- Born: October 16, 1955 (age 70) Monticello, Iowa
- Years active: 1981–present
- Children: 1

= Ellen Dolan =

American actress

Ellen Dolan (born October 16, 1955 in Monticello, Iowa, USA) is an American actress.

== Early life and career ==
Dolan earned her B.A. and M.F.A. degrees in theater from the University of Iowa in Iowa City. While working toward her bachelor's degree, she spent a summer studying dramatic arts at the Webber Douglas Academy of Dramatic Art in London.

Dolan is best known for two daytime soap opera roles. She originated the role of Maureen Reardon Bauer on Guiding Light, and played the role from 1982 to 1986. She replaced Hillary Bailey Smith in late 1989 as Margo Hughes on As the World Turns. Dolan played Margo until 1993, when she moved to California to pursue nighttime television work.

Dolan returned to As the World Turns in 1994 and played Margo until the show ended in 2010.

In 1992, she was nominated for a Daytime Emmy for Outstanding Lead Actress.

Her additional television credits include the made-for-television movies Mother's Day, Mothers, Daughters and Lovers with Helen Shaver and Claude Akins, and Dancing with Danger, with Cheryl Ladd and Ed Marinaro.

==Theatre ==
Her stage career began in 1980 at the Milwaukee Repertory Theater with roles such as Katrin in Mother Courage. Her subsequent roles in numerous regional productions have included Maggie in Cat on a Hot Tin Roof at the Virginia Stage Company, Mary in How the Other Half Loves at the Pennsylvania Stage Company, and Clelia in The Nerd at the Capitol Repertory in Albany, NY. She also started a theater company in New York called The Studio Three Group.
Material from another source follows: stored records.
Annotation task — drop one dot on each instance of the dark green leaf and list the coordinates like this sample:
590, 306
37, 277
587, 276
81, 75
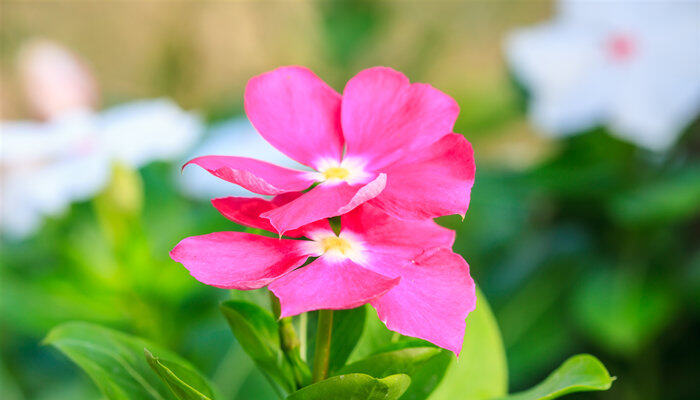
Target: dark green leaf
113, 360
424, 365
375, 337
669, 198
355, 387
579, 373
258, 334
622, 310
347, 329
185, 383
480, 372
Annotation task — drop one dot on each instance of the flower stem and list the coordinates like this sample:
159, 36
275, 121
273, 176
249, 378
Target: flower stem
289, 342
322, 351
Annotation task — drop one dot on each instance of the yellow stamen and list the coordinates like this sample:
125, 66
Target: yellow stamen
335, 243
336, 173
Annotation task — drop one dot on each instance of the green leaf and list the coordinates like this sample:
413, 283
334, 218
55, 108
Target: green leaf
347, 330
481, 371
375, 337
354, 387
114, 360
669, 198
258, 334
185, 383
424, 365
622, 310
580, 373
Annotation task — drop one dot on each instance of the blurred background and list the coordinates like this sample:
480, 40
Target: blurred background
584, 223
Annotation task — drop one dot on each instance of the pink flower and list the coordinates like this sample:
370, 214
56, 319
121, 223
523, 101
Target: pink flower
405, 269
386, 141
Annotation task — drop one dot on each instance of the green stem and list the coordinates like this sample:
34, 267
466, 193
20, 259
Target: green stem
322, 351
289, 342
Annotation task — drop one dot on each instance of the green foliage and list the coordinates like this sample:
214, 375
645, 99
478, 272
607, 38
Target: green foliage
355, 387
185, 383
116, 363
579, 373
623, 311
424, 365
348, 326
258, 334
480, 372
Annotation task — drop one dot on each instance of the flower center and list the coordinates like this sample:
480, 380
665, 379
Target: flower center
621, 47
337, 244
338, 173
326, 244
349, 170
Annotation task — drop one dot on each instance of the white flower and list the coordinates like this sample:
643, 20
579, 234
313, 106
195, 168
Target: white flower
234, 137
632, 66
45, 166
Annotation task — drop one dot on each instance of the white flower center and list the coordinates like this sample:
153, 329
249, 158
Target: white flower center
350, 170
336, 248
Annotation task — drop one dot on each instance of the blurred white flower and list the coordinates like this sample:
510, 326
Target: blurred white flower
632, 66
45, 166
234, 137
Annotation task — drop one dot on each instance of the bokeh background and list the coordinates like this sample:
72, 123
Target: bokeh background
582, 244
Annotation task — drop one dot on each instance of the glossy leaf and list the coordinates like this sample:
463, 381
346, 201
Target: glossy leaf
114, 360
355, 387
481, 371
424, 365
375, 337
347, 330
580, 373
185, 383
258, 334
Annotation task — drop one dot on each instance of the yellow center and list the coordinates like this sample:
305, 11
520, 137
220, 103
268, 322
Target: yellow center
336, 173
335, 243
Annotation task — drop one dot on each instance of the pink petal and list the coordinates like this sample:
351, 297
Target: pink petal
296, 112
238, 260
381, 232
431, 301
331, 285
436, 182
384, 116
246, 211
323, 201
254, 175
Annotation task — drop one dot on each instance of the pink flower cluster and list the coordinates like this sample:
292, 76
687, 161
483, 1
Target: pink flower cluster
386, 161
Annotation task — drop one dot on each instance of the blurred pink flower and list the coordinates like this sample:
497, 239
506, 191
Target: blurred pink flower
47, 165
405, 269
55, 80
629, 65
386, 141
She joined a repertory group called the WorkShop Theater Company in 2004 and has had leading roles in several mainstage productions there.

==Filmography==

===Film===

| Year | Title | Role | Notes |
|---|---|---|---|
| 2012 | Molly's Girl | Ginger | Feature film |
| 2013 | After Life | Lynn | Feature film |
| 2014 | A Place For Heroes | Lillian | Feature film |
| 2015 | The Southside | Joanie | Feature film |
| 2016 | A Timeless Love | Charlie | Feature film |

===Television===

| Year | Title | Role | Notes |
| 1982-1986 | Guiding Light | Maureen Reardon Bauer #1 | Daytime serial (contract role) |
| 1987 | Leg Work | Nina | Episode: "Life Itself" |
| 1989 | Another World | District Attorney Morgan Graves | Episode: #6271 |
| Mother's Day a/k/a Lethal Error | Lucille | TV movie (aired on Christian Broadcasting Network Family Channel) |
| Mothers Daughters and Lovers | Erica | TV movie (aired on NBC) |
| 12/1989 - 1/1993; 6/1994 - 9/2010 | As the World Turns | Margo Montgomery Hughes #3 | Daytime serial (contract role) For Daytime Emmy info, see Awards and nominations section below for details |
| 1993 | Angel Falls | Lola Faye | Episode: "Only the Lonely" |
| CBS Schoolbreak Special | Janet Deevers | Episode: "If I Die Before I Wake" |
| 1994 | Walker, Texas Ranger | Trish Kingston | Episode: "Something in the Shadows" |
Episode: "Something in the Shadows: Part 2"
| Dancing With Danger | Wendy | TV movie (possible direct-to-video) |
| 2010 | Law & Order: Special Victims Unit | Lisbeth Sander | Episode: "Beef" |
| 2011 | Selling New York | Herself | Episode: "Smells Like a Deal" |
| 2024 (post-production) | 'Them' † | Marge Mindley | Original comedy series on YouTube Comedy |

Key
| † | Denotes television productions that have not yet been released |

==Awards and nominations==

| Year | Award | Category | Work | Result |
|---|---|---|---|---|
| 1993 | Daytime Emmy Award | Outstanding Lead Actress in a Drama Series | As the World Turns | Nominated |

==Personal life==
Dolan and businessman Doug Jeffrey had their first child, a daughter, Angela Emmett Jeffrey (born 2000).

After ATWT ended, Dolan and Jeffrey sold their New York City home, the sale of which was featured as a story on the reality TV program Selling New York.